Since we left on the cruise the Saturday after Thanksgiving, our entire eating routine has been upended. Randy and I planned to jump right back on the healthier eating wagon (intermittent fasting, very little sugar, and low carbs) after the cruise. But as soon as we decided to drive to Missouri for the holidays that plan completely fell apart. And I ain’t gonna lie. I feel, physically, exactly how badly that plan fell apart. In a very crappy way.
It’s amazing how much intermittent fasting, very little sugar, and low carbs makes a difference in the way our bodies feel. It’s not just our weight that’s creeping up. We feel bloated, lethargic, achy, tired, have gastrointestinal issues, are mentally foggy, and generally feel like crap. Knowing what we know now, I’m fairly certain the cause of all those things is inflammation flaring up inside us. Inflammation is the source of so many health problems that finding successful ways this past year to reduce it has been a god-send. Yet, here we are, almost right back to the beginning again, feeling lousy because of our eating choices.
The good news is we know so much more about our bodies than we did a year ago when I got that breast cancer diagnosis at the end of January. We know how, and are much more motivated, to make course corrections and get back on the road to feeling good again. When we do that, I have no doubt we’ll start feeling much better within a week or so and will lose the weight we gained these last 6 weeks within a couple of months. Why does it always take longer to lose it than it takes to gain it? That, in my opinion, is one of the great mysteries of life.
We’ve learned this last year about how our bodies really work, and how the medical profession doesn’t know or recommend everything that’s necessarily good for us. I can honestly say this may be the first time I’ve ever understood it from a broader viewpoint than just losing weight. That’s pretty revelatory since I’m going to be 70 years old in a few months, but hey…you never stop learning, right?
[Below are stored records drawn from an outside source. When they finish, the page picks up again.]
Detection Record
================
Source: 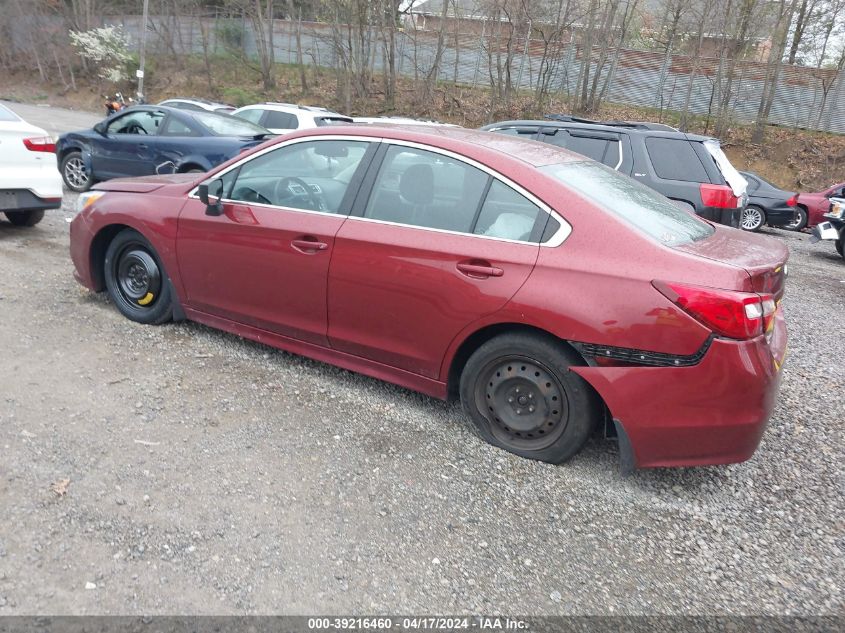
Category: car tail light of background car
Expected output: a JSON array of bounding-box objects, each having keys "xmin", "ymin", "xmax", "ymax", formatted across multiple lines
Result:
[
  {"xmin": 652, "ymin": 281, "xmax": 777, "ymax": 340},
  {"xmin": 700, "ymin": 183, "xmax": 740, "ymax": 209},
  {"xmin": 23, "ymin": 136, "xmax": 56, "ymax": 154}
]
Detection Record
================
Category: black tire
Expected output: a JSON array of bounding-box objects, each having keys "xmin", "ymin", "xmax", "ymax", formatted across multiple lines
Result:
[
  {"xmin": 460, "ymin": 332, "xmax": 602, "ymax": 464},
  {"xmin": 103, "ymin": 229, "xmax": 173, "ymax": 325},
  {"xmin": 5, "ymin": 209, "xmax": 44, "ymax": 226},
  {"xmin": 782, "ymin": 207, "xmax": 807, "ymax": 231},
  {"xmin": 739, "ymin": 204, "xmax": 766, "ymax": 233},
  {"xmin": 59, "ymin": 151, "xmax": 94, "ymax": 193}
]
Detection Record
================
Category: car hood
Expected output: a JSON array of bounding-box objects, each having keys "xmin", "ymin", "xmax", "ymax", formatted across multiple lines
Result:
[
  {"xmin": 94, "ymin": 174, "xmax": 197, "ymax": 193},
  {"xmin": 675, "ymin": 225, "xmax": 789, "ymax": 298}
]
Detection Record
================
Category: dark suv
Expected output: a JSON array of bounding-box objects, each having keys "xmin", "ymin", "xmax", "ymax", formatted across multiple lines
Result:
[{"xmin": 481, "ymin": 115, "xmax": 748, "ymax": 227}]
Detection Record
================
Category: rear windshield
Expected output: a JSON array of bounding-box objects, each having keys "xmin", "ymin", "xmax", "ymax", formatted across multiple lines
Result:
[
  {"xmin": 0, "ymin": 105, "xmax": 21, "ymax": 121},
  {"xmin": 539, "ymin": 161, "xmax": 713, "ymax": 246},
  {"xmin": 314, "ymin": 116, "xmax": 352, "ymax": 127},
  {"xmin": 191, "ymin": 112, "xmax": 270, "ymax": 136}
]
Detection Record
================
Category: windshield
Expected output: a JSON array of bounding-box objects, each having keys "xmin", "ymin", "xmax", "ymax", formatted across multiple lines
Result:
[
  {"xmin": 704, "ymin": 141, "xmax": 748, "ymax": 198},
  {"xmin": 191, "ymin": 112, "xmax": 271, "ymax": 136},
  {"xmin": 539, "ymin": 161, "xmax": 713, "ymax": 246}
]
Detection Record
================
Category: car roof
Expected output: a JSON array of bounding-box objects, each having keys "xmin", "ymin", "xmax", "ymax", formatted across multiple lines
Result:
[
  {"xmin": 268, "ymin": 123, "xmax": 588, "ymax": 167},
  {"xmin": 238, "ymin": 101, "xmax": 352, "ymax": 119},
  {"xmin": 484, "ymin": 117, "xmax": 718, "ymax": 142}
]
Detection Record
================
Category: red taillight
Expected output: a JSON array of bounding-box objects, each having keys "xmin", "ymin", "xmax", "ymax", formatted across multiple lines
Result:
[
  {"xmin": 23, "ymin": 136, "xmax": 56, "ymax": 154},
  {"xmin": 653, "ymin": 281, "xmax": 776, "ymax": 340},
  {"xmin": 699, "ymin": 183, "xmax": 739, "ymax": 209}
]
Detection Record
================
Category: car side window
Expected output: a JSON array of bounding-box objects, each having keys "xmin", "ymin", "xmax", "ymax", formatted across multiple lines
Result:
[
  {"xmin": 264, "ymin": 110, "xmax": 299, "ymax": 130},
  {"xmin": 473, "ymin": 180, "xmax": 541, "ymax": 242},
  {"xmin": 364, "ymin": 145, "xmax": 490, "ymax": 233},
  {"xmin": 235, "ymin": 108, "xmax": 264, "ymax": 125},
  {"xmin": 645, "ymin": 137, "xmax": 710, "ymax": 182},
  {"xmin": 161, "ymin": 115, "xmax": 200, "ymax": 136},
  {"xmin": 107, "ymin": 110, "xmax": 164, "ymax": 136},
  {"xmin": 224, "ymin": 140, "xmax": 369, "ymax": 213}
]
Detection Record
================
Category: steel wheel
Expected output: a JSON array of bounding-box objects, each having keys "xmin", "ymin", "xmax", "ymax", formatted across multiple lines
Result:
[
  {"xmin": 476, "ymin": 356, "xmax": 569, "ymax": 450},
  {"xmin": 739, "ymin": 206, "xmax": 766, "ymax": 231},
  {"xmin": 115, "ymin": 245, "xmax": 161, "ymax": 309},
  {"xmin": 103, "ymin": 229, "xmax": 173, "ymax": 324}
]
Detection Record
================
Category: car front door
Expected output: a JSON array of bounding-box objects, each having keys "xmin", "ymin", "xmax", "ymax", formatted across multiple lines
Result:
[
  {"xmin": 328, "ymin": 144, "xmax": 548, "ymax": 379},
  {"xmin": 177, "ymin": 138, "xmax": 375, "ymax": 345},
  {"xmin": 91, "ymin": 110, "xmax": 164, "ymax": 178}
]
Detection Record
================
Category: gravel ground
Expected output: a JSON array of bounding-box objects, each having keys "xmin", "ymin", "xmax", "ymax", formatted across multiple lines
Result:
[{"xmin": 0, "ymin": 190, "xmax": 845, "ymax": 615}]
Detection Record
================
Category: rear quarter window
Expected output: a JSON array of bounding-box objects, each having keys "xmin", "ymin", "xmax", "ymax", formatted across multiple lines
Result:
[{"xmin": 645, "ymin": 138, "xmax": 710, "ymax": 182}]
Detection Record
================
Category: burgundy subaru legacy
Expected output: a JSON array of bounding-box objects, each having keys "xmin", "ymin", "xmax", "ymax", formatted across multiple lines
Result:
[{"xmin": 71, "ymin": 126, "xmax": 788, "ymax": 469}]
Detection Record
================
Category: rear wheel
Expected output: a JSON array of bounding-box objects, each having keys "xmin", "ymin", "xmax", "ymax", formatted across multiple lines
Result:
[
  {"xmin": 5, "ymin": 210, "xmax": 44, "ymax": 226},
  {"xmin": 783, "ymin": 207, "xmax": 807, "ymax": 231},
  {"xmin": 60, "ymin": 152, "xmax": 94, "ymax": 193},
  {"xmin": 460, "ymin": 333, "xmax": 601, "ymax": 464},
  {"xmin": 739, "ymin": 205, "xmax": 766, "ymax": 231},
  {"xmin": 103, "ymin": 229, "xmax": 173, "ymax": 325}
]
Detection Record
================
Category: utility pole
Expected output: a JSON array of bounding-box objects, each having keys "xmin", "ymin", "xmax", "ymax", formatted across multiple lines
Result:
[{"xmin": 135, "ymin": 0, "xmax": 150, "ymax": 100}]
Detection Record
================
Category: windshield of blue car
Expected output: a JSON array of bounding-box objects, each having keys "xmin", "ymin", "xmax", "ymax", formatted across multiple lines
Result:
[
  {"xmin": 191, "ymin": 112, "xmax": 270, "ymax": 136},
  {"xmin": 540, "ymin": 161, "xmax": 713, "ymax": 246}
]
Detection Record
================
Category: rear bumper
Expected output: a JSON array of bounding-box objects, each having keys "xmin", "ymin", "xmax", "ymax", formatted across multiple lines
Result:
[
  {"xmin": 696, "ymin": 207, "xmax": 742, "ymax": 228},
  {"xmin": 0, "ymin": 189, "xmax": 62, "ymax": 211},
  {"xmin": 573, "ymin": 312, "xmax": 786, "ymax": 468}
]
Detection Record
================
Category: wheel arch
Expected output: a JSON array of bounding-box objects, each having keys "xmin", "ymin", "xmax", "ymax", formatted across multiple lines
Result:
[
  {"xmin": 88, "ymin": 224, "xmax": 132, "ymax": 292},
  {"xmin": 446, "ymin": 323, "xmax": 592, "ymax": 404}
]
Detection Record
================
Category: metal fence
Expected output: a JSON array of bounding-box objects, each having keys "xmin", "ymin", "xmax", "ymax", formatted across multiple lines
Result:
[{"xmin": 77, "ymin": 16, "xmax": 845, "ymax": 133}]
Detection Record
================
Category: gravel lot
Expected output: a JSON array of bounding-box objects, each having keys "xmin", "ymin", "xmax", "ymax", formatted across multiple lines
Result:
[{"xmin": 0, "ymin": 106, "xmax": 845, "ymax": 615}]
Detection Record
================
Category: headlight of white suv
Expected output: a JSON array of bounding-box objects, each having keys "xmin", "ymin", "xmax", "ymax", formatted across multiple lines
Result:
[{"xmin": 76, "ymin": 191, "xmax": 106, "ymax": 213}]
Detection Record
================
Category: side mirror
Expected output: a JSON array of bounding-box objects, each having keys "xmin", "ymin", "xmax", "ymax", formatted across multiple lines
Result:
[{"xmin": 197, "ymin": 178, "xmax": 223, "ymax": 215}]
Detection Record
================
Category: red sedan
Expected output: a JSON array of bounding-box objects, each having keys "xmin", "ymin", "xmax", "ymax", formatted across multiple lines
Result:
[
  {"xmin": 788, "ymin": 182, "xmax": 845, "ymax": 231},
  {"xmin": 71, "ymin": 126, "xmax": 788, "ymax": 468}
]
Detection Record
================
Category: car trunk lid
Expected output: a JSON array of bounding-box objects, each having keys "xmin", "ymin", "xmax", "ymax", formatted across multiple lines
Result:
[{"xmin": 674, "ymin": 226, "xmax": 789, "ymax": 300}]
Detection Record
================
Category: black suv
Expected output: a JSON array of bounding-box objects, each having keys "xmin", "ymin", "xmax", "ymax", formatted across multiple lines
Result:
[{"xmin": 481, "ymin": 114, "xmax": 748, "ymax": 227}]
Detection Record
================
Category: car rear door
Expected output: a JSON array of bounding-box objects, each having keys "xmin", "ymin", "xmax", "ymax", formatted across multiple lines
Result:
[
  {"xmin": 177, "ymin": 137, "xmax": 375, "ymax": 346},
  {"xmin": 328, "ymin": 142, "xmax": 548, "ymax": 379}
]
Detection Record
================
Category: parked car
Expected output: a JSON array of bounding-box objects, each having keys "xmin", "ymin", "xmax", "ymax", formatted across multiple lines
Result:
[
  {"xmin": 0, "ymin": 104, "xmax": 62, "ymax": 226},
  {"xmin": 232, "ymin": 103, "xmax": 352, "ymax": 134},
  {"xmin": 70, "ymin": 126, "xmax": 788, "ymax": 467},
  {"xmin": 481, "ymin": 115, "xmax": 747, "ymax": 227},
  {"xmin": 787, "ymin": 182, "xmax": 845, "ymax": 231},
  {"xmin": 352, "ymin": 116, "xmax": 460, "ymax": 127},
  {"xmin": 56, "ymin": 106, "xmax": 271, "ymax": 191},
  {"xmin": 810, "ymin": 198, "xmax": 845, "ymax": 259},
  {"xmin": 739, "ymin": 171, "xmax": 798, "ymax": 231},
  {"xmin": 158, "ymin": 97, "xmax": 235, "ymax": 114}
]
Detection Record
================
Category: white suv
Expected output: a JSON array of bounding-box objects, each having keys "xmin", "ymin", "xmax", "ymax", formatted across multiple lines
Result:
[
  {"xmin": 0, "ymin": 105, "xmax": 62, "ymax": 226},
  {"xmin": 232, "ymin": 103, "xmax": 352, "ymax": 134}
]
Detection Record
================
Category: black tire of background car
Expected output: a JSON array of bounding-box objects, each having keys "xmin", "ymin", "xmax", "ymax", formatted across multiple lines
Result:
[
  {"xmin": 460, "ymin": 332, "xmax": 602, "ymax": 464},
  {"xmin": 59, "ymin": 151, "xmax": 94, "ymax": 193},
  {"xmin": 781, "ymin": 207, "xmax": 807, "ymax": 231},
  {"xmin": 739, "ymin": 204, "xmax": 766, "ymax": 233},
  {"xmin": 5, "ymin": 209, "xmax": 44, "ymax": 226},
  {"xmin": 103, "ymin": 229, "xmax": 173, "ymax": 325}
]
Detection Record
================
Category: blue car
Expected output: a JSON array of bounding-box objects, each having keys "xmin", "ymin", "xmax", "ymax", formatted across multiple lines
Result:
[{"xmin": 56, "ymin": 105, "xmax": 273, "ymax": 191}]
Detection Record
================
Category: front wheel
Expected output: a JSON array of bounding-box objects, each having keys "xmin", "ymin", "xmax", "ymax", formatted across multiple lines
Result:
[
  {"xmin": 5, "ymin": 209, "xmax": 44, "ymax": 226},
  {"xmin": 103, "ymin": 229, "xmax": 173, "ymax": 325},
  {"xmin": 739, "ymin": 205, "xmax": 766, "ymax": 231},
  {"xmin": 460, "ymin": 333, "xmax": 601, "ymax": 464},
  {"xmin": 60, "ymin": 151, "xmax": 94, "ymax": 193}
]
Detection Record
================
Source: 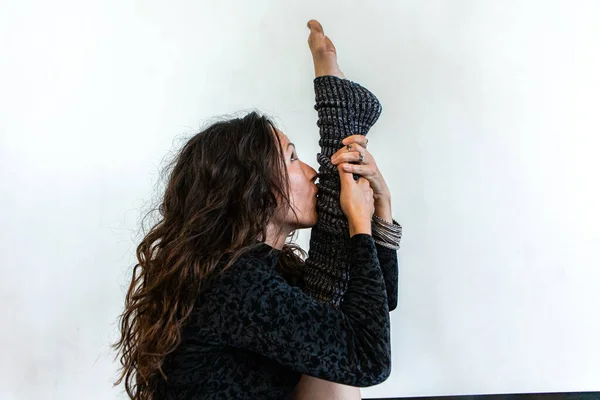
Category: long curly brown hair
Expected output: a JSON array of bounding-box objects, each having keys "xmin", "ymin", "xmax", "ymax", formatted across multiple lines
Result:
[{"xmin": 112, "ymin": 112, "xmax": 306, "ymax": 400}]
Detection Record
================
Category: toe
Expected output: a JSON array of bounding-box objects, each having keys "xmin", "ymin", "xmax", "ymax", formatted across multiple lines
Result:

Sometimes it just takes a while to understand the complete implication of what you think you know.
I promise to update you on how we’re doing getting back on the wagon in about 30, and then 60 days. I’ll be brutally honest about our results, because it may make a difference to some of you to know how what you eat can make such a huge physical difference even if your weight is not affected very much.
I pray you all had a Merry Christmas. And I wish you a very Happy New Year. As I wrote last year, New Year’s Day is probably my absolute favorite holiday of the year seeing as how it’s all about new beginnings.
Do new beginnings excite you? What are your plans for the new year?
P.S. Dang! It’s cold here in Missouri.